Groups can tour the home and grounds to hear the stories of its residents, see Jefferson’s inventions and belongings, and admire the home’s innovative design. Named for the signature property and inspired by Jefferson’s attempts to grow grapes, the Monticello Wine Trail makes an excellent activity for groups in the area, which will have their pick of 40 wineries to visit. For a satisfying lunch on the road to Monticello, they can stop at Michie Tavern, a buffet-style restaurant set in an 18th century tavern serving old-fashioned Southern classics.
Palace of Gold
Moundsville, West Virginia
Constructed between 1973 and 1979, Prabhupada’s Palace of Gold was intended to be a home for Srila Prabhupada, an Indian guru at the forefront of the International Society for Krishna Consciousness (ISKCON), or the Hare Krishna movement. Prabhupada was a Vedic scholar who came to the U.S. in 1965 to spread the ancient religion, a precursor to Hinduism, to the English-speaking world.
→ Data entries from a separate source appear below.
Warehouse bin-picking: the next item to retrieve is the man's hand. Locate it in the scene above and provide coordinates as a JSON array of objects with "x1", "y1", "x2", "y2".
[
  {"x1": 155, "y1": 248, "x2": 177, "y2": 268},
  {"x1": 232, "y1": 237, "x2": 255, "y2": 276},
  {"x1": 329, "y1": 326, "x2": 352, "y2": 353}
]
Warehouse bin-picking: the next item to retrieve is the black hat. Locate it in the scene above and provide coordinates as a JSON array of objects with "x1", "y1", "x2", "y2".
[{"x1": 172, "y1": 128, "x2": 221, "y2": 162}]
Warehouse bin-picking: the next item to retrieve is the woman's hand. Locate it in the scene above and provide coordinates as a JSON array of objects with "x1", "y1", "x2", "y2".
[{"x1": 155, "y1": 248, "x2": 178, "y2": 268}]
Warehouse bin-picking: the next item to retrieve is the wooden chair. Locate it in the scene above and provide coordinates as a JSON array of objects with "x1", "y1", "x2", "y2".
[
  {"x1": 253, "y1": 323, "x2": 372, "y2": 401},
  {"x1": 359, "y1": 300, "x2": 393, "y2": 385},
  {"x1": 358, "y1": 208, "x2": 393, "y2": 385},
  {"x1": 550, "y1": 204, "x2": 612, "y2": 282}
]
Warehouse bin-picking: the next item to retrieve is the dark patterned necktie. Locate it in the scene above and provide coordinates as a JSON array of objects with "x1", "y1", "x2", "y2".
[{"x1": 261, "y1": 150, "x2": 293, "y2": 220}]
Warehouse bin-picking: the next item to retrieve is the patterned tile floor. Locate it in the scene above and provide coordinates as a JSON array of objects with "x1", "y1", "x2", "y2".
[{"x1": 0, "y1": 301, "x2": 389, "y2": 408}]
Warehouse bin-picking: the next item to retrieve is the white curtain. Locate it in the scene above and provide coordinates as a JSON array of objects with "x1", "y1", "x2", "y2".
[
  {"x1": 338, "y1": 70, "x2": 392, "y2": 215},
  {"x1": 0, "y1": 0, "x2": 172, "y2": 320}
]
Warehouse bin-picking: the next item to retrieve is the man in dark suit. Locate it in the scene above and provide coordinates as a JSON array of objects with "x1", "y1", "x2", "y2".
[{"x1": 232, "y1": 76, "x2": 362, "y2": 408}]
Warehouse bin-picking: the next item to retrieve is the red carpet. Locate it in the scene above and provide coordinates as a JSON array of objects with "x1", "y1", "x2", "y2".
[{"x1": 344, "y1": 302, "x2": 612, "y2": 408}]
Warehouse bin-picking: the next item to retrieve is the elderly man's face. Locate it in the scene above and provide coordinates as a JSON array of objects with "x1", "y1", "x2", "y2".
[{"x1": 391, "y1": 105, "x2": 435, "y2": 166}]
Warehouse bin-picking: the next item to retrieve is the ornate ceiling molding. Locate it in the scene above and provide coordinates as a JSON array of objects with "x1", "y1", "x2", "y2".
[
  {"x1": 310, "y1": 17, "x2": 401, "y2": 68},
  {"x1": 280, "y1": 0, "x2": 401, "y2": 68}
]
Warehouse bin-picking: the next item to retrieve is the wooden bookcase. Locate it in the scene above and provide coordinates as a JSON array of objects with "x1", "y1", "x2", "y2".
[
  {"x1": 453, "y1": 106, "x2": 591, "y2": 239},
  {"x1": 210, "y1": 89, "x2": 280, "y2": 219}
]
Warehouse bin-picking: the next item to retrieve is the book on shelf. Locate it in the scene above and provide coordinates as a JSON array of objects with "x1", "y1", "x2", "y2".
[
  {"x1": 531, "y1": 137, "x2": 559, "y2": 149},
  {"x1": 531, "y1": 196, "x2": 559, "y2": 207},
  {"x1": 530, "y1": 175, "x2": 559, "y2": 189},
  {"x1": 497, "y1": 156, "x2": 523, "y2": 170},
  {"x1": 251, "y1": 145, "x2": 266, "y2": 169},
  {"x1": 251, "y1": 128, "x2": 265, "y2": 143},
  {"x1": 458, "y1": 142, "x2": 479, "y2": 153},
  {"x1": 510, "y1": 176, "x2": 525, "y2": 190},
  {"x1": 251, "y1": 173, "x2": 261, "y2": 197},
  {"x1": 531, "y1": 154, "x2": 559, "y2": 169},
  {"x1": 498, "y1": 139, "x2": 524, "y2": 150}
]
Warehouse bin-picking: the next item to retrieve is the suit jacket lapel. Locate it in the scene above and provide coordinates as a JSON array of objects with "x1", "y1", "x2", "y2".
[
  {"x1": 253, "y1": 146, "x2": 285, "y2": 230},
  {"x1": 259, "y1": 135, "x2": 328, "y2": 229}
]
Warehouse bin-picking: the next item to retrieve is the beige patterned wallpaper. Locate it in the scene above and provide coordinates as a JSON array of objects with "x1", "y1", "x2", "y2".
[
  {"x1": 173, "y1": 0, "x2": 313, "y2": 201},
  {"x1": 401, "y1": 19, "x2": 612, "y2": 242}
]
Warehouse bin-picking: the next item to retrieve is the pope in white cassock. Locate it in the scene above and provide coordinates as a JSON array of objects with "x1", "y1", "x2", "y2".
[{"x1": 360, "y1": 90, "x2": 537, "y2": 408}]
Prabhupada passed away in 1977, and instead of becoming a home for the guru, the palace became a memorial constructed by his followers.
Though they were amateur craftsmen, Prabhupada’s dedicated followers managed to create one of the most intricate and beautiful religious buildings in the United States. It’s nestled in the serene hillsides near Moundsville, West Virginia. Though it’s a surprising find for a state in the Bible Belt, the palace’s beauty and distinct architecture make “America’s Taj Mahal” a major tourist attraction. Adorned with gold, marble floors, chandeliers, precious stones and stained-glass windows, the palace is a luxurious tribute to Prabhupada and a wonder to behold. It’s set on a 133-acre plot known as New Vrindaban, which features a lodge, picturesque gardens and temples devoted to honoring the Vedic principles of ISKCON.
Visitors of any faith can go to New Vrindaban to tour the Palace of Gold and see its artistry and lush gardens for themselves. Groups can dine at Govinda’s Restaurant, which serves vegetarian fare from traditional Indian dishes to American classics like fries and pizza. The palace lodge offers 70 rooms and 10 cabins for guests of the palace to stay in while they visit.